Het kleed vol ſterren bediet de Godlijckheyt, en door gelijckheyt van dieſelve, wort geſeyt, dat de Poëten haeren oorſprongh uyten Hemel hebben.
De borſten vol melck, bedieden de overvloedigheyt van de invallen en vindingen, diewelcke zijn het leven en de ziele van de Poëſie of Dichtkonſt.
Datſe blooſende in ’t aengeſicht en vol gepeynſen is, bediet, dat een Poeet, ſijn gemoed altijd vol heeft, van vliegende bewegingen, die daer in, den yver of drift gelijck is.
De drie kinderkens zijn de drie voornaemſte manieren van dichten, te weeten de Paſtoralia of Herderdichten, Lyrica of Lierdichten, Heroica of Heldendichten, diewelcke meer haeren oorſprongh, van de natuerlijcke bequaemheyt, als van de konſt nemen, want men ſeyt, door een gemeen gevoelen, dat de Poëten geboren, en de Redenaers of Orateuren gemaeckt worden.
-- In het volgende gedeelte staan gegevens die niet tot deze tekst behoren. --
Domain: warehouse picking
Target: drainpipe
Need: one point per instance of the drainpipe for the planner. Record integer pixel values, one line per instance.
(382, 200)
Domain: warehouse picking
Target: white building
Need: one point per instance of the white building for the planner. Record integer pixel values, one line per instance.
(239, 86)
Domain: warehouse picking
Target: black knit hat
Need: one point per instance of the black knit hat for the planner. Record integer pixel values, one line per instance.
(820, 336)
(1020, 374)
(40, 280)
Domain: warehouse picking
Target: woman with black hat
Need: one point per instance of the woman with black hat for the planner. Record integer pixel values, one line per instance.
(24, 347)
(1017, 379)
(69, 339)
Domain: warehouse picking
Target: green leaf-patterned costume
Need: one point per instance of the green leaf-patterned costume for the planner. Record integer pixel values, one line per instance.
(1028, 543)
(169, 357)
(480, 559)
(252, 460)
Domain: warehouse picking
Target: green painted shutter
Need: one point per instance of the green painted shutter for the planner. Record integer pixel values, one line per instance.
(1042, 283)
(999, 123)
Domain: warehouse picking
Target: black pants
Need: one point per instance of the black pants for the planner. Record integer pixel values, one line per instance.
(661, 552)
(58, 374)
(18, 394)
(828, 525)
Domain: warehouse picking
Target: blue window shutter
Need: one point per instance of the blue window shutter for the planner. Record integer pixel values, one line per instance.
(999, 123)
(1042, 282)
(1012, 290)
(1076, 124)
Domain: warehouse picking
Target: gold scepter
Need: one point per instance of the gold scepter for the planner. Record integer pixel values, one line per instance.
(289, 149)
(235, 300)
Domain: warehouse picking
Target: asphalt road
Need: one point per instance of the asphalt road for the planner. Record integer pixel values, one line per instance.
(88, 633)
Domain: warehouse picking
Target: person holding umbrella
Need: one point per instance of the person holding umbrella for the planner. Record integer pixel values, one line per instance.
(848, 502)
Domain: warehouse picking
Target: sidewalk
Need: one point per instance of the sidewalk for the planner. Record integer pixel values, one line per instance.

Veele jae ontallijcke dingen kondemen van de Poëſie ſeggen, ſonder van ons voornemen af te wijcken, maer nu weet gewis een yder kloeck geeſt, door de geſtadige oefningen van de Academien en Hooge Schoolen, ſoo veele van deſe konſt, dat ſoo wy daer in wilden treden, wy de Sonne een fackel ſouden opſteken, indien wy ’t ſelve pooghden te onderſtaen, door de overvloedige getuyghniſſen, die over al te vinden zijn. Waer over wy deſe ſpreucke van den Prins der Romeynſcher Welſprekentheyt, die hy aen ’t huys van den Athenienſchen Redenaer Iſocrates gaf, tot lof van de geleerde Huyſen, hier by wel mogen voegen, dat het huys van Iſocrates was als een ſeeckere Schoole en winckel van de Welſprekentheyt.